In early 1674 the Qing forces suffered a number of setbacks. Wu Sangui captured most areas south of the Yangtze and in the west pushed through Sichuan. In Gansu, General Wang Fuchen revolted and took Gansu and much of western Shaanxi into the rebel camp. Sun Yanling, who had ordered to hold Guangxi, also revolted, along with Geng Jingzhong's Fujian feudatory. Only Shang Kexi in the far south remained loyal to the Qing.

In the spring of 1675, the Mongol leader Burni revolted in Manchuria and led an army on Shenyang. A federation of Mongol tribes was coordinated by Mala, a director from the Court of Colonial Affairs, against Burni. An ad-hoc army under generals Oja and Tuhai was also sent against the northern threat. They managed to rout Burni and he was killed by the Korchin Mongols.

Turn of the tide

Around the spring and early summer of 1675, the Kangxi Emperor became increasingly disillusioned with the performance of Manchu commanders. The pacification campaigns were bogged down in Zhejiang, Shaanxi and Ningxia. The third feudatory, Shang Zhixin, rebelled in Guangdong, and one of the Emperor's most vaunted generals, Chen Fu, was killed in a mutiny in Ningxia. Then, with startling suddenness, the course of the war turned. Without coherent administration and leadership, the rebels fragmented and fought among themselves. Wang Fuchen returned to Qing allegiance and his troops were used by Kangxi in western China. In November, Geng Jingzhong surrendered to General Giyesu in Fujian, and his troops were sent to Jiangxi. Shang Zhixin surrendered in January 1677, and later that year Wu Sangui had Sun Yanling murdered because it was believed he too was about to surrender. Thus, the only major threats remaining to the Qing forces were Wu Sangui himself in the southwest, and Zheng Jing, son of the Ming loyalist general Zheng Chenggong, who threatened the southwestern coastline from Taiwan.

Victory and aftermath

The last four years of the war saw a steady series of Qing victories.

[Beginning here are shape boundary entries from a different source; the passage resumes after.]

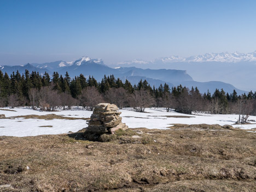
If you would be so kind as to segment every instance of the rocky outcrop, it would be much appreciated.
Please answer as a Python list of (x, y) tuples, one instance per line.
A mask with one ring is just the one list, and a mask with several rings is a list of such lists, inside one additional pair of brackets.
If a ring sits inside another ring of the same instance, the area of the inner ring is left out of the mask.
[(115, 104), (98, 104), (94, 109), (85, 133), (114, 134), (119, 129), (124, 130), (127, 129), (128, 127), (125, 124), (121, 122), (122, 118), (120, 117), (121, 113)]

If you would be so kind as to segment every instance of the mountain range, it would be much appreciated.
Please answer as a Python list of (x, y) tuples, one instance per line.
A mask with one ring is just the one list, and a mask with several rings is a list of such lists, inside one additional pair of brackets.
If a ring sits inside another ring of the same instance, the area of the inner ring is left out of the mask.
[[(119, 63), (120, 64), (120, 63)], [(141, 64), (145, 65), (146, 63)], [(148, 63), (147, 65), (148, 65)], [(213, 93), (216, 89), (223, 88), (227, 92), (232, 92), (235, 89), (238, 94), (247, 92), (236, 88), (230, 84), (220, 81), (199, 82), (195, 81), (187, 73), (185, 70), (171, 69), (143, 69), (134, 66), (123, 67), (120, 66), (110, 67), (105, 65), (101, 59), (91, 59), (87, 56), (83, 56), (72, 62), (57, 61), (44, 63), (31, 63), (24, 66), (2, 66), (0, 69), (3, 72), (11, 74), (13, 71), (19, 70), (20, 73), (24, 73), (25, 69), (30, 72), (38, 71), (41, 74), (45, 72), (51, 74), (53, 72), (58, 72), (65, 75), (67, 71), (69, 75), (74, 77), (82, 73), (85, 77), (93, 76), (97, 80), (100, 81), (104, 75), (114, 74), (117, 78), (123, 81), (129, 80), (132, 84), (137, 84), (142, 79), (147, 80), (150, 85), (158, 86), (162, 84), (167, 83), (170, 87), (182, 84), (190, 88), (192, 86), (197, 86), (201, 92), (206, 92), (208, 90)]]
[(186, 70), (197, 82), (221, 81), (240, 89), (256, 91), (256, 51), (208, 53), (188, 57), (172, 56), (150, 61), (134, 60), (109, 66)]
[(238, 62), (256, 61), (256, 51), (249, 53), (207, 53), (205, 55), (198, 55), (187, 57), (178, 56), (171, 56), (170, 57), (156, 59), (150, 61), (142, 60), (134, 60), (132, 61), (119, 62), (118, 65), (130, 65), (133, 63), (146, 65), (157, 62), (173, 63), (173, 62), (222, 62), (236, 63)]

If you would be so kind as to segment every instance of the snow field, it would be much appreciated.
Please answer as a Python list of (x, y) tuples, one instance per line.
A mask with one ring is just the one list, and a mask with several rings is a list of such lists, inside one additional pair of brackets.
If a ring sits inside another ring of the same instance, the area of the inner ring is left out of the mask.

Wu Sangui died of natural causes in 1678 and his grandson Wu Shifan committed suicide in Yunnan in December 1681. Zheng Jing was defeated near Xiamen (Amoy) in 1680 and forced to withdraw to Taiwan, dying there in 1681. Geng Jingzhong was sentenced to death by slicing and his head displayed in public. Many who surrendered in good faith in the belief that they would receive amnesty from the throne were likewise executed.

The final victory to round off the wars of the three feudatories was the conquest of Taiwan. As soon as the war on the mainland was over, the Kangxi Emperor chose Shi Lang, a man who had been admiral to the Zheng family fleets during the early 1640s, to lead an amphibious operation against Taiwan. Shi Lang insisted on having independent command, from the Governor-General of Fujian, Yao Qisheng, and the Governor-General of Guangxi and Guangdong, Wu Xingzuo. He assembled a fleet of three hundred vessels and defeated the Zheng family's leading naval commander Liu Guoxuan on a major engagement near the Pescadores. A few weeks later, in October 1683, the last members of the Zheng family in Taiwan surrendered.

The Kangxi Emperor had finally succeeded in securing his place on the throne and reunified the empire. He cemented this with policies to integrate members of the Chinese literate elite into the Qing state and to reduce the protracted bitterness of south China.